Arbeitet sie schlecht, setzen sich Schmutzteile an den Biokörpern fest, vergammeln und verrotten dann dort nach und nach. Man kann das auch schon mal am Geruch wahrnehmen.

Die eigentliche Funktion des Biofilters nimmt ab, unsere gewünschte Oberfläche wird erheblich kleiner und es können dann sogar noch zusätzlich Gammelecken entstehen.

Ein Beispiel:
Ich kann einen Ferrari nicht mit schmutzigem Benzin fahren. Er wird stottern und vielleicht sogar stehen bleiben.
Führe ich einen z.B. Golf sauberes Benzin zu, komme ich vielleicht sogar schneller und sicherer ans Ziel, weil ich keine Aussetzer habe.

Was ich eigentlich damit sagen will, es bringt das teuerste und beste Filtermaterial nichts, wenn die Vorfilterung nicht stimmt. 

*Viele sagen zu recht, eine Filteranlage steht oder fällt beim Vorfilter.*

Als gutes altes bewährtes Filtermaterial ist die Japanmatte, die es auch in verschiedenen Ausführungen gibt. 
Sie ist leicht beim Filterbau zu verarbeiten und erfüllt seinen Zweck. Sie ist leicht zu reinigen und kommt auch mal mit einer schlechteren Vorfilterung klar.
Die Oberfläche dieses Materials bewegt sich je nach Bauart um die 300 m²/m³ und käme deshalb für mich heute nicht mehr in Frage.

Biobälle, Bioblocks usw. lassen auch gerne mal eine Verschmutzung durch, haben aber dafür auch keine große Oberfläche.

Von Zeolith, Aquarock usw. im Filter halte ich gar nichts. Es ist nur begrenzt haltbar und benötigt eine gute Vorfilterung. Ist diese nicht gegeben, setzen sich die kleinen Poren schnell mal zu, hier können dann schnell mal Gammelecken entstehen. Die Reinigung ist begrenzt wiederholbar und eher beschwerlich.

Ein neues Produkt ist Siporax. 
Es hat eine sehr große Oberfläche, aber es hält leider nicht was es verspricht. Nach den neusten Erkenntnissen verstopfen die kleinen Poren sehr schnell und laut Rainer (chromis) nicht mal im Aquarienbereich zu empfehlen.

Mein persönlicher Favorit ist __ hel-x, ich habe es jetzt schon längere Zeit im Einsatz und kann nichts schlechtes darüber berichten, außer das es recht teuer ist.
Auch da gibt es verschiedene Sorten.
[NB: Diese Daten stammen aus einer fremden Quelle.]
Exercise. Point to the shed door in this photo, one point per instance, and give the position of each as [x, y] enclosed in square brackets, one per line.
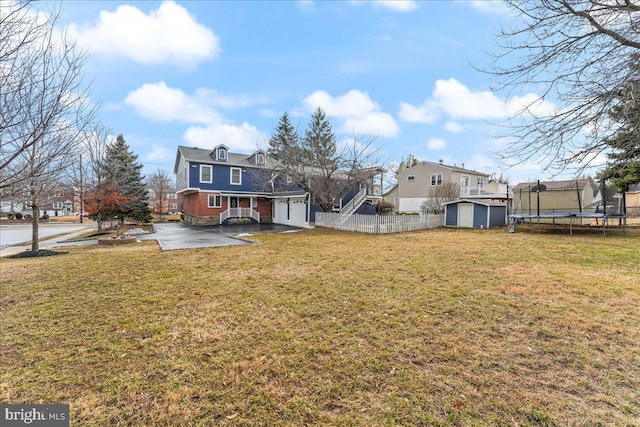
[298, 214]
[465, 215]
[281, 208]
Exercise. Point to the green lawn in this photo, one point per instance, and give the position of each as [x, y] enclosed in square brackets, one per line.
[436, 328]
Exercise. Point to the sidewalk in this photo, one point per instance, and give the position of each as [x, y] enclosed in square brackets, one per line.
[48, 243]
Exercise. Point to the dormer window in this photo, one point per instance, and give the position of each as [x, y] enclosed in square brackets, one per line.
[219, 153]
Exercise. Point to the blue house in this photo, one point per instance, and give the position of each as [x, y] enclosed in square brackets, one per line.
[220, 187]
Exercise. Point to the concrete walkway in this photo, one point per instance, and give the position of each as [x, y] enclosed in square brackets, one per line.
[50, 243]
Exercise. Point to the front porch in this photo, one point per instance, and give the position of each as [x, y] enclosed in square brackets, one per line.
[243, 207]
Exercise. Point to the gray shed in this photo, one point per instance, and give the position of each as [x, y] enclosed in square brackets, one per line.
[473, 213]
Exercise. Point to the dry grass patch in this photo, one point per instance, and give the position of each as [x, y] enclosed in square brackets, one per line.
[446, 327]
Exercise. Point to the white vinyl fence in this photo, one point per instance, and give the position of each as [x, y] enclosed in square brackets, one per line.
[378, 224]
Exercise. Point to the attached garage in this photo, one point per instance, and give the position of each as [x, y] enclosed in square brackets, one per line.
[475, 213]
[291, 211]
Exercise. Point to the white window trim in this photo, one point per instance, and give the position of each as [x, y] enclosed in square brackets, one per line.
[231, 176]
[216, 197]
[210, 174]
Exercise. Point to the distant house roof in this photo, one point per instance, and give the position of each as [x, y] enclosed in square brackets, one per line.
[454, 168]
[558, 185]
[476, 201]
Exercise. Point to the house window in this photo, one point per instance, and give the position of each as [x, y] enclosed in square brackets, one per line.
[205, 173]
[236, 176]
[215, 201]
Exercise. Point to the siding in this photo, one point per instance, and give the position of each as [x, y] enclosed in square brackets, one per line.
[452, 215]
[479, 216]
[497, 216]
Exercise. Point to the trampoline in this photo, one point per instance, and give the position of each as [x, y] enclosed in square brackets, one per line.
[515, 219]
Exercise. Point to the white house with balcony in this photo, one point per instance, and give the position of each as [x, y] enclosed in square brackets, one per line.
[418, 183]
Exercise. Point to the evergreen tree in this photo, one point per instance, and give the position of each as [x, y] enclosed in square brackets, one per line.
[319, 142]
[285, 139]
[623, 168]
[122, 175]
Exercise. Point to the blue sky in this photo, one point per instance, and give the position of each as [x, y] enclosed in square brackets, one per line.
[203, 73]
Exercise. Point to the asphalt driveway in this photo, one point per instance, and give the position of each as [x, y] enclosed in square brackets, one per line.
[171, 236]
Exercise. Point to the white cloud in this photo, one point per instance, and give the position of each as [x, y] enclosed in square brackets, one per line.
[157, 101]
[159, 153]
[168, 35]
[456, 101]
[357, 112]
[396, 5]
[497, 7]
[454, 127]
[436, 144]
[425, 113]
[243, 138]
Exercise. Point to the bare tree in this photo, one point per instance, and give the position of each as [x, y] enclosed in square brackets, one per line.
[44, 105]
[581, 54]
[160, 184]
[438, 195]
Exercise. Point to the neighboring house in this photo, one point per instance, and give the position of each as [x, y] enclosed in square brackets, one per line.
[59, 201]
[416, 183]
[220, 187]
[569, 196]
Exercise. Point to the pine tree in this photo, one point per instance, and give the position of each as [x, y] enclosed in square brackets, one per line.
[285, 139]
[319, 142]
[122, 174]
[623, 168]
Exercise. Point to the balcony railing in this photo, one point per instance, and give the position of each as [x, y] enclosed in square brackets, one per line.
[240, 213]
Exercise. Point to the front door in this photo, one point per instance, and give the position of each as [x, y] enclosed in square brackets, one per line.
[465, 182]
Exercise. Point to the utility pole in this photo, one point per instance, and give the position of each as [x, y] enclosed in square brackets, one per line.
[81, 193]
Ich habe mich für das hxf12kll entschieden.
Es hat eine sehr große geschützte Oberfläche von 850m²/m³ und kann durch seinen kurzen Körper auch leichter mal als "bewegt" eingesetzt werden. 
Durch diese hohe Oberfläche ist wesentlich weniger Filtervolumen nötig und dadurch kann auch wieder Geld eingespart werden.
Ich benötige weniger Filterkörper und somit weniger Behälter mit Anschlüssen usw. die Filteranlage verkleinert sich und man sollte auch Bedenken, daß dieses Filtermaterial ein ganzes Leben lang halten kann. Es ist also meiner Meinung nach, eines der besten Filtermaterialien zur Zeit und eine sinnvolle Anschaffung.

*Fazit:*

Ein wichtiger Faktor beim Filtermaterial ist eine richtige Einschätzung vom eigenen Vorfilter. 
Wer nicht Besitzer eines Trommel- oder Vliesfilter ist, und sich nicht sicher ist, wieviel Schmutz am Vorfilter vorbei läuft, kann seinen Vorfilter mal einem Test unterziehen. 
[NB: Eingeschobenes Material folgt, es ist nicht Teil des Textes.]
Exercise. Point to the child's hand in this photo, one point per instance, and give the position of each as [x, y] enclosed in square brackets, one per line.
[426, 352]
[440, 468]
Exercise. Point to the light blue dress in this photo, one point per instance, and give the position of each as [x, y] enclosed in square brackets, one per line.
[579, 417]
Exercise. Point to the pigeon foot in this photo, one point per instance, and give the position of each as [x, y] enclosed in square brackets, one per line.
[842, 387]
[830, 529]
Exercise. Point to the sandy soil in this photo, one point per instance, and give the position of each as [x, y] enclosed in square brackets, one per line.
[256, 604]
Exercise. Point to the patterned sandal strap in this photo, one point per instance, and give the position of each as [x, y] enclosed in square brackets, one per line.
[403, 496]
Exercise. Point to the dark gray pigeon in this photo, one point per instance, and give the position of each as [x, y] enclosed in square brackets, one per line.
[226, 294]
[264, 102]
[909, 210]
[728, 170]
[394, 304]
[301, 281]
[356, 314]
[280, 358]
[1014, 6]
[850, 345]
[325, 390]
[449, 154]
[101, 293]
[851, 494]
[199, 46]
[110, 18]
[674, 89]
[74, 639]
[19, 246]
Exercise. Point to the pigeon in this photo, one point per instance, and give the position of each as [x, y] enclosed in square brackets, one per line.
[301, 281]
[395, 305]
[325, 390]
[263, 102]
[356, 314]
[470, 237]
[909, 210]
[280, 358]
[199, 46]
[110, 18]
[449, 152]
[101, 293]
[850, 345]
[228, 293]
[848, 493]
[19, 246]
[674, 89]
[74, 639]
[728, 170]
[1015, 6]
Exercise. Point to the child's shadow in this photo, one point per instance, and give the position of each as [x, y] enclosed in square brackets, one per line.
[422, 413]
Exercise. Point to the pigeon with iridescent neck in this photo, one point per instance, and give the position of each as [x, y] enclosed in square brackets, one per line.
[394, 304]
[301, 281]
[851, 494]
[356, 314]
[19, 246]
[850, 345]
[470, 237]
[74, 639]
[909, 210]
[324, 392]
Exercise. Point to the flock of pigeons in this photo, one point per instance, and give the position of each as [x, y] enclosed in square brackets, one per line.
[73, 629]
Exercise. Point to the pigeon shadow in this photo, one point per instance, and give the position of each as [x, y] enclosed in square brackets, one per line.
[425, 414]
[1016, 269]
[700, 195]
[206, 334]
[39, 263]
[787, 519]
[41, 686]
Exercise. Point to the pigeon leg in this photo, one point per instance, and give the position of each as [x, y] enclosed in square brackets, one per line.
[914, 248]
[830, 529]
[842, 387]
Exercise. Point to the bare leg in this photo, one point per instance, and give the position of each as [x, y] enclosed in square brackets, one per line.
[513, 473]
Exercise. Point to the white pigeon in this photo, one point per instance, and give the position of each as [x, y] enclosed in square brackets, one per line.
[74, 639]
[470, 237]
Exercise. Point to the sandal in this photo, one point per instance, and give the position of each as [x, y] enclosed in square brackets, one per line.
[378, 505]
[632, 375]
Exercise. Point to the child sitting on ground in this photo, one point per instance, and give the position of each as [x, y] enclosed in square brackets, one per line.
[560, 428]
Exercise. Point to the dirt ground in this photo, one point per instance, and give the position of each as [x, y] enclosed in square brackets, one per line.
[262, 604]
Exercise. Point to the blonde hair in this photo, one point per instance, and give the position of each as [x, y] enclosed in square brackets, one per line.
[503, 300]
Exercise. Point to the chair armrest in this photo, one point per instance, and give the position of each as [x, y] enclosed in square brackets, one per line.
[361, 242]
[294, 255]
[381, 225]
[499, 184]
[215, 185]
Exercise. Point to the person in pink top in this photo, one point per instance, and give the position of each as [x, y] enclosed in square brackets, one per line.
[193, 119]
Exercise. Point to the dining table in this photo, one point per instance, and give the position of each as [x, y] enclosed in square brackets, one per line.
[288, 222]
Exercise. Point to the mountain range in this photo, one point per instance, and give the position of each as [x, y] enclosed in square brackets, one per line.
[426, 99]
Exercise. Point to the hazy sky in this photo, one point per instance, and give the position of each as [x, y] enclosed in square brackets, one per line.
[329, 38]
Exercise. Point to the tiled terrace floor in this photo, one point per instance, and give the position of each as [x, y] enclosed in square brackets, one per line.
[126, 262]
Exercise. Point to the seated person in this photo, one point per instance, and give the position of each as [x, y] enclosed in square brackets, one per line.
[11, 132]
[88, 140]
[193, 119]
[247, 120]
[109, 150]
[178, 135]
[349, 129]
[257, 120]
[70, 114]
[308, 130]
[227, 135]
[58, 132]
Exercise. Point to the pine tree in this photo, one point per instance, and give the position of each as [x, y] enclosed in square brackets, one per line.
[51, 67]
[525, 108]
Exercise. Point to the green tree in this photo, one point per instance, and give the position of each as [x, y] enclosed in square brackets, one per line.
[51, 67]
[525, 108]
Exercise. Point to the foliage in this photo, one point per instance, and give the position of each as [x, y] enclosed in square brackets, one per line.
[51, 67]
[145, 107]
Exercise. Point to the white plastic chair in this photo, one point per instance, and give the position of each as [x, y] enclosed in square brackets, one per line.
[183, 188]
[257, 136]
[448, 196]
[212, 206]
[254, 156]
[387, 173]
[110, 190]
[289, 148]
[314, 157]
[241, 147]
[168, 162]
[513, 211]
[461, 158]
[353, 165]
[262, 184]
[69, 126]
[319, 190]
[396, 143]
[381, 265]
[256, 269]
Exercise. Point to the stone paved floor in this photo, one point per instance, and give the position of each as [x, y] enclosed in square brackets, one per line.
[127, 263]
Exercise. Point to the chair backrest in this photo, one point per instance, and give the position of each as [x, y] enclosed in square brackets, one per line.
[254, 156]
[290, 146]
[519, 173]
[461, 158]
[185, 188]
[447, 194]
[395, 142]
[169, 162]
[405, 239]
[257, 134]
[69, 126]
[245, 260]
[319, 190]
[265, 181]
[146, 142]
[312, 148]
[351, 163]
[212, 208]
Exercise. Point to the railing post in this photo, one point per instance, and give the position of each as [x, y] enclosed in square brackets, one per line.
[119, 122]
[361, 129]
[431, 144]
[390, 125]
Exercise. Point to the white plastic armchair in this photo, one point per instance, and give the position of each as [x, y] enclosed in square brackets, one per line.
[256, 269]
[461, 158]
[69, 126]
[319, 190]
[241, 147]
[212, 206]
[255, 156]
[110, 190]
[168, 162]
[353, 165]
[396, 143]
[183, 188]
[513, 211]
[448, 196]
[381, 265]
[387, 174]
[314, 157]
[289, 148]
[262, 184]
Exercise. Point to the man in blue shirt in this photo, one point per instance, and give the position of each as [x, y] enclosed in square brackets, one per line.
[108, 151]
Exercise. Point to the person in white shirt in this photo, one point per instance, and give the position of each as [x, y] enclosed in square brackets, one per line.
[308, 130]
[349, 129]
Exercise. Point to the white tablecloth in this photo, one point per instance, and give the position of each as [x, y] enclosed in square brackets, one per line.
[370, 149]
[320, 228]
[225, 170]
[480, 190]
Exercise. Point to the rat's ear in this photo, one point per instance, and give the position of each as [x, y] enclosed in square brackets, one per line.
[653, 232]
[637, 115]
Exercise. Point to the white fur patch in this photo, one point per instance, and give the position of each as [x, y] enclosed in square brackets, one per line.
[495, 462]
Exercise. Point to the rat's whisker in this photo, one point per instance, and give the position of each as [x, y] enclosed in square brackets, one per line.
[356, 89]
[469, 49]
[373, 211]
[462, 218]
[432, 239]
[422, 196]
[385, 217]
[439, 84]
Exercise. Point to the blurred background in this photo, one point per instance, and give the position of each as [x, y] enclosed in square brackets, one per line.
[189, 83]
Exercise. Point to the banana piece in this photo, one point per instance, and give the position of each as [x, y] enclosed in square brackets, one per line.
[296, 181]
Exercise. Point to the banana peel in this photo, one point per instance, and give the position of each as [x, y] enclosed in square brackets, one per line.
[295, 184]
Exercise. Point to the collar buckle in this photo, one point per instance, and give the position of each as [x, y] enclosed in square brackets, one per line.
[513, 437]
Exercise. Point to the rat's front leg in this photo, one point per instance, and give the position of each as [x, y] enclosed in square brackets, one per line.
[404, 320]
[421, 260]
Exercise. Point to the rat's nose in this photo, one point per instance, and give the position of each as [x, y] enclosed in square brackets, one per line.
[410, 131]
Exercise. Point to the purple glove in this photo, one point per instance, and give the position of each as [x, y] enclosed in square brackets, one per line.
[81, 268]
Einfach nach dem Schmuztzfilter z.B. Siebfilter einen feinen Schaumstoff oder Filtervlies anbringen und eine zeitlang laufen lassen.
An dem hängengebliebenen Schmutzteilen kann man dann in etwa einschätzen, ob ich meinen Schmutzfilter verbessern muß, oder ein großporigeres Biofiltermedium benötige.

Es bringt nichts Filtermaterial zu kaufen das so kleine Poren oder Öffnungen hat, wo der Schmutz nach dem Vorfilter im Biofilter hängen bleibt. 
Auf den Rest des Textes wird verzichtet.